O cabimento dos presentes embargos declaratórios se justifica pela existência de flagrantes omissões e contradições na r. decisão embargada, que, ao negar seguimento ao Habeas Corpus, deixou de analisar questões de ordem pública e nulidades absolutas, documentalmente comprovadas nos autos, cuja apreciação era e é indispensável para o correto deslinde da causa e para a cessação de constrangimento ilegal patente.
Com efeito, a decisão objurgada, ao argumento de que a via estreita do Habeas Corpus não comportaria dilação probatória, acabou por se omitir sobre a análise de provas pré-constituídas e de nulidades insanáveis que independem de reexame fático, configurando a hipótese de cabimento do presente recurso para sanar os vícios apontados.
II - BREVE SÍNTESE DA DEMANDA E DA DECISÃO EMBARGARGADA
O Habeas Corpus originário foi impetrado com o objetivo de obter o trancamento da Ação Penal nº 0206006-67.2023.8.06.0300, em trâmite na Vara Única Criminal da Comarca de Aquiraz/CE, ou, subsidiariamente, garantir o direito do paciente de responder ao processo em liberdade e, em última análise, assegurar a prerrogativa de recolhimento em cela especial.
A impetração foi fundamentada em três pilares centrais, todos amparados por prova documental inequívoca acostada aos autos:
- Nulidade Absoluta por Ausência de Culpabilidade: A flagrante inimputabilidade ou, no mínimo, semi-imputabilidade do paciente, atestada por laudo médico-legal oficial (fls. 64-67 do HC), que diagnosticou Transtorno de Personalidade Paranoide (CID F60.0) com prejuízo na capacidade de autodeterminação, fato este ignorado pelas instâncias ordinárias, tornando a denúncia inepta.
- Nulidade por Ilicitude da Prova (Teoria dos Frutos da Árvore Envenenada): A acusação de ameaça e desacato é um "fruto" direto de uma sessão de tortura perpetrada por agentes estatais contra o paciente, conforme detalhadamente narrado e protocolado perante diversas autoridades (fls. 3-4 do HC).
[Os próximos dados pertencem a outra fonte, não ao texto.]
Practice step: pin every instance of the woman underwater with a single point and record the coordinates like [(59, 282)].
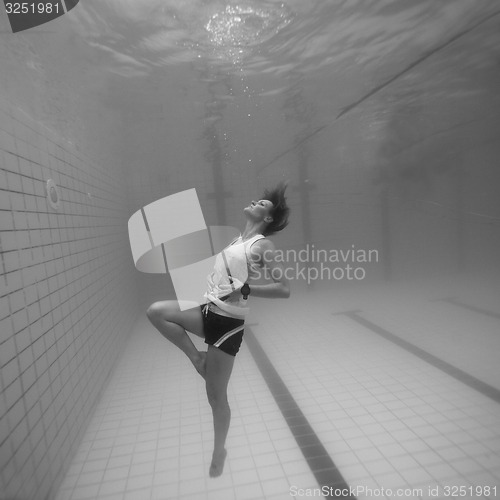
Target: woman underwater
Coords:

A prova que sustenta a denúncia é, portanto, ilícita por derivação.
- Direito Subjetivo à Cela Especial: A comprovada condição de jurado convocado (fl. 703 do processo de origem), que confere ao paciente a prerrogativa de prisão especial, nos termos do art. 439 do CPP.
A respeitável decisão monocrática ora embargada, contudo, limitou-se a negar seguimento ao writ, sob o fundamento genérico de que a análise das teses defensivas demandaria aprofundado reexame de fatos e provas, o que seria incabível na via eleita.
É precisamente contra essa fundamentação, que se revela omissa e contraditória diante das peculiaridades do caso, que se volta o presente recurso.
III - DAS OMISSÕES E CONTRADIÇÕES: A ANÁLISE DE PROVA PRÉ-CONSTITUÍDA
III.I - DA OMISSÃO QUANTO À NULIDADE ABSOLUTA DECORRENTE DA INIMPUTABILIDADE IGNORADA
A decisão embargada padece de grave omissão ao não enfrentar a tese de nulidade absoluta por ausência de instauração de incidente de insanidade mental, mesmo diante de prova pré-constituída e robusta que impunha, no mínimo, uma dúvida razoável sobre a higidez mental do paciente.
Não se trata de pedir a este Egrégio Tribunal que realize uma "dilação probatória", mas sim que reconheça a ilegalidade manifesta de um processo que prosseguiu ignorando um documento oficial: o Laudo Médico Legal nº 494324 (fls. 64-67 do HC), realizado pelo IMESC de São Paulo. Este laudo, de forma categórica, conclui:
"Por tudo acima colocado, consideramos que o periciando, apesar de ter preservada sua capacidade de entendimento, diante de sua característica de personalidade tinha prejudicada sua capacidade de determinação quanto a ação que lhe é imputada." (grifo nosso)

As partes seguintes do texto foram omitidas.